Comme le chef de bataillon Dochamps restait encore sur un point très exposé, le sergent Maubert, déjà blessé, et le caporal-fourrier Chaumont lui demandèrent ce qu’il fallait faire.

— Partez, répondit-il, et rejoignez le bataillon.

Et, comme il restait immobile sur place, en vue de l’ennemi qui s’avançait à grands pas :

— Venez, mon commandant, dit le caporal, ne restez pas ici.

— Laissez-moi, répondit le brave et malheureux officier, je veux mourir ici.

A grand’peine, l’insistance respectueuse du sergent et du caporal arrachèrent de cette position dangereuse l’infortuné commandant, qui avait vu, pour ainsi dire, son bataillon se fondre sous ses yeux, et dont le désespoir, facile à comprendre, hélas ! était tragique.

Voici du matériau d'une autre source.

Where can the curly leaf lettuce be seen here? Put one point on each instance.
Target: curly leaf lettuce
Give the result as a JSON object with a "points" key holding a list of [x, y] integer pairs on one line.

Pendant ce temps, le 51e bataillon se reformait, tant bien que mal, avec le concours d’un commandant d’infanterie, sans liaison possible avec le haut commandement, dans cette ville qu’il avait traversée l’avant-veille, fanfare en tête, avec tous ses convois au complet, ses mulets bien harnachés, ses mitrailleuses toutes neuves. Aux alpins se joignent quelques fantassins, débris d’unités éparpillées par les combats de la veille. D’un commun accord, ces braves gens se préparent à défendre la ville rue par rue et maison par maison. La rue du Nord et la rue Saint-Charles, par où les Allemands doivent nécessairement arriver, sont barricadées. Mais que peut faire un si petit nombre d’hommes, au fond d’un entonnoir creusé par la vallée de la Meurthe, sous la pression d’une armée qui occupe les hauteurs avoisinantes, et qui, par une série de mouvemens concentriques, recommence sans cesse, selon l’habitude des Allemands, la manœuvre de Sedan ? C’est miracle que les vaillans alpins n’aient pas été tous cernés et faits prisonniers d’un seul coup.

  1. Témoignages du chasseur Décurninge, du chasseur Carroux, du muletier Paulmaz, ce dernier parlant en présence du capitaine Aweng, qui fut lui-même grièvement blessé à Sainte-Marguerite, le 26 août.